Title of project
From correlation to causation: Illuminating the role of mTORC1 signaling in muscle insulin action in man
Abstract
During insulin stimulation up to 80% of all glucose is disposed in skeletal muscle. Thus, skeletal muscle is integral in maintaining euglycemia. Accordingly, muscle insulin resistance is a central pathology within type II diabetes. Despite this, there are currently no available pharmacological treatments that specifically targets muscle insulin resistance to alleviate hyperglycemia in type II diabetes. The main reason underlying this is that skeletal muscle insulin resistance is, despite rigorous research, still incompletely understood. Notably, we recently observed a robust and surprising a positive correlation between mTORC1-signaling and insulin-stimulated muscle glucose uptake, which we have confirmed in insulin resistant subjects in preliminary data. Thus, now we want to take correlation to causation by utilizing the mTORC1 inhibitor rapamycin in humans to illuminate the impact of mTORC1 signaling on insulin action.

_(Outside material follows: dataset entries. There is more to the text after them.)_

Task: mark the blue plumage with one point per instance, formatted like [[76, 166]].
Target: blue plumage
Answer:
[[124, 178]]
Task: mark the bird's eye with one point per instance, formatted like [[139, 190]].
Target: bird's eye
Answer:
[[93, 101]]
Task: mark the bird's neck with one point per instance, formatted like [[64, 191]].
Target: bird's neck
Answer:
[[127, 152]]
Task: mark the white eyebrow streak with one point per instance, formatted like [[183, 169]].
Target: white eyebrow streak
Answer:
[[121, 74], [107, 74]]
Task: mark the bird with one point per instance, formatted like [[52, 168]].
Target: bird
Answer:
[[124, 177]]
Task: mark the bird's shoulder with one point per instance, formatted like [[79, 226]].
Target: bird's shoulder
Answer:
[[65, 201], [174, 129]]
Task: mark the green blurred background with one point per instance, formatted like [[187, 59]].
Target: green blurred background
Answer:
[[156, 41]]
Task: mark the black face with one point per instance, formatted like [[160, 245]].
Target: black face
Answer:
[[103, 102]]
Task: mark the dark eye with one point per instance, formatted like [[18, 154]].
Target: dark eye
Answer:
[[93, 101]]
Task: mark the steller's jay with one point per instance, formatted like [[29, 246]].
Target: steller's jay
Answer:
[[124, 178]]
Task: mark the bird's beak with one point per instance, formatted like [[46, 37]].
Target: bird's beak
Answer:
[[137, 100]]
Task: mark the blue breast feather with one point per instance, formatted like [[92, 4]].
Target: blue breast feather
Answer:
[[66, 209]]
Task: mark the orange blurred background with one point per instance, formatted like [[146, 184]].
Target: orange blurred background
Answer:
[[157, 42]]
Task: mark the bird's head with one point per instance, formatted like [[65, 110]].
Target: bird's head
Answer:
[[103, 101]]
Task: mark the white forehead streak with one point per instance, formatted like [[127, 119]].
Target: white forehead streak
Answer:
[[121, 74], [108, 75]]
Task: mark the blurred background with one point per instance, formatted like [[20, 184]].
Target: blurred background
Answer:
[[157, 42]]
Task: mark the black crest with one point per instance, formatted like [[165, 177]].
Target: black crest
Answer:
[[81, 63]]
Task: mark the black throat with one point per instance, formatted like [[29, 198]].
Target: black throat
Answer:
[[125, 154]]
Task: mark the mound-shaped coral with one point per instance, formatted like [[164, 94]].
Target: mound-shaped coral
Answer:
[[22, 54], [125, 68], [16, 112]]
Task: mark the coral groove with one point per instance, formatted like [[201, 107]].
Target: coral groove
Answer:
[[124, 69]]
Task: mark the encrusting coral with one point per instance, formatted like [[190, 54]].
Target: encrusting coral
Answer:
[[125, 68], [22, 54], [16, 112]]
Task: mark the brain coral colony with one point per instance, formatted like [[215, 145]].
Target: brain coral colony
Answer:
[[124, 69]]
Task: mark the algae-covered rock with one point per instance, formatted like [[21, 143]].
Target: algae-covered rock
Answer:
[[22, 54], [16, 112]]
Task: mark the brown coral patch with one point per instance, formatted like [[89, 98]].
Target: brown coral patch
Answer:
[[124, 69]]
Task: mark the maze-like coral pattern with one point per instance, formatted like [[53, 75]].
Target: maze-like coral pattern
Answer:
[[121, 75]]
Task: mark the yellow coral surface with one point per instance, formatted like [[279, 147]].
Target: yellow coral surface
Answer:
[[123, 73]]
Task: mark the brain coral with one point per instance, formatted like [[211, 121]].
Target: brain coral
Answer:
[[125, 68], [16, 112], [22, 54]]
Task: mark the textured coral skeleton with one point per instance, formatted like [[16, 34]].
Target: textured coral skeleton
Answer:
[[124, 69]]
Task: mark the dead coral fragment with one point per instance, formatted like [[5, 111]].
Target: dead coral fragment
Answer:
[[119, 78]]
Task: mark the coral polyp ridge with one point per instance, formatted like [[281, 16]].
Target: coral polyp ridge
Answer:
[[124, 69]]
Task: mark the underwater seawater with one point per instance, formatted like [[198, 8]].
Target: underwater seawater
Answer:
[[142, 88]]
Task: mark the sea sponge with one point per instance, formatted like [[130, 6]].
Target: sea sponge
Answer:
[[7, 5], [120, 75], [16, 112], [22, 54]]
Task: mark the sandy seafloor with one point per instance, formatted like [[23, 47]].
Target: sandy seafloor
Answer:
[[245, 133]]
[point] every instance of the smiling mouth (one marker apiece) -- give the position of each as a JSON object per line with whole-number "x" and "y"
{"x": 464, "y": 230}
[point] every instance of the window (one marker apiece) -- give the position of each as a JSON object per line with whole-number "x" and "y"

During two experimental days with and without rapamycin, we will utilize invasive methodologies such as femoral arteriovenous catheterization and muscle biopsy sampling during a ‘gold standard’ hyperinsulinemic clamp to obtain a deep glucometabolic in vivo phenotyping, which will allow us to quantify the impact of mTORC1 signaling on insulin action. Furthermore, we believe that by combining our deep in vivo phenotyping and functional measurements with state-of-the-art muscle phosphoproteomics, we will be able to identify pivotal molecular junctions that possess the potential to become future therapeutic targets to combat muscle insulin resistance in type II diabetes. Finally, through a collaboration, we are currently gathering a cohort of lean, healthy obese and subjects with type II diabetes. Through in vivo clamp data with muscle biopsies before and after insulin stimulation, this will allow us to separate the impact of type II diabetes from that of obesity alone and provide independent, clinically relevant confirmation of the importance of mTORC1-signaling in muscle insulin resistance in type II diabetes.
Thus, through a sophisticated, invasive setup combined with advanced methodologies, we believe that this study has a large potential of providing novel data on muscle insulin resistance in type II diabetes. Furthermore, the combination of in vivo functional measures of insulin action and state-of-the-art muscle phosphoproteomics, will allow us illuminate new potential molecular drug targets to combat insulin resistance in type II diabetes.